I recently spoke with a friend of mine and I asked her how retirement was going.
She stated that she wished she had the courage to live a life that was true to herself and not the life others expected of me. Sally had grown up in a culture that only valued careers in medicine, teaching and engineering. She was the type of person that wanted to help others emotionally. She became an engineer at her parents’ request. But many years later when she felt that she could finally do what she desired, she switched careers to become a coach, and she was finally at peace with herself. In the next decade what talents and skills would you enjoy utilizing? What will make you feel happy and fulfilled?
The second regret she stated was, “She wished that she hadn’t worked so hard, and spent more time with her family. Take a close look at where you are spending your hours. How would you shift your life energy to enjoy your family relationships, hobbies and yourself more in the next decade? What will make you have no regrets about how you spending your valuable time now and in your retirement.
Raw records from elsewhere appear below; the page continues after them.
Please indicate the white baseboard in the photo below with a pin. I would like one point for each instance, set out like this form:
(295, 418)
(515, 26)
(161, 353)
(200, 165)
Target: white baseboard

May 15/2020 Impact of retirement on spousal relationships
How much time would you like to spend together and how much time to spend apart. In preparation for retirement make a point of spending time as a couple exploring different activities and doing things you enjoy together. The intention here is to rekindle your relationship. Research shows that positive relationships are at the very heart of a successful retirement. They are directly connected to health and longevity.
We are now living longer, 35 years longer than our great grand parents. What are you going to do with all this time on your hands? Who are you going to be? Who do you want to spend your time with?
If you haven’t developed a circle of friends and interests outside of work, now’s the time to start. One of the things that people commonly complain about is clinginess in a retired spouse. This can cause resentment on both sides, with one partner feeling suffocated and the other resentful. How are you going to negotiate the boundaries if too much togetherness becomes too much for your marriage? Negotiating that balance is important. The same goes for working out boundaries around other significant relationships, such as a sibling or parent in poor health who needs some support or kids who are hoping to rely on you for regular child care.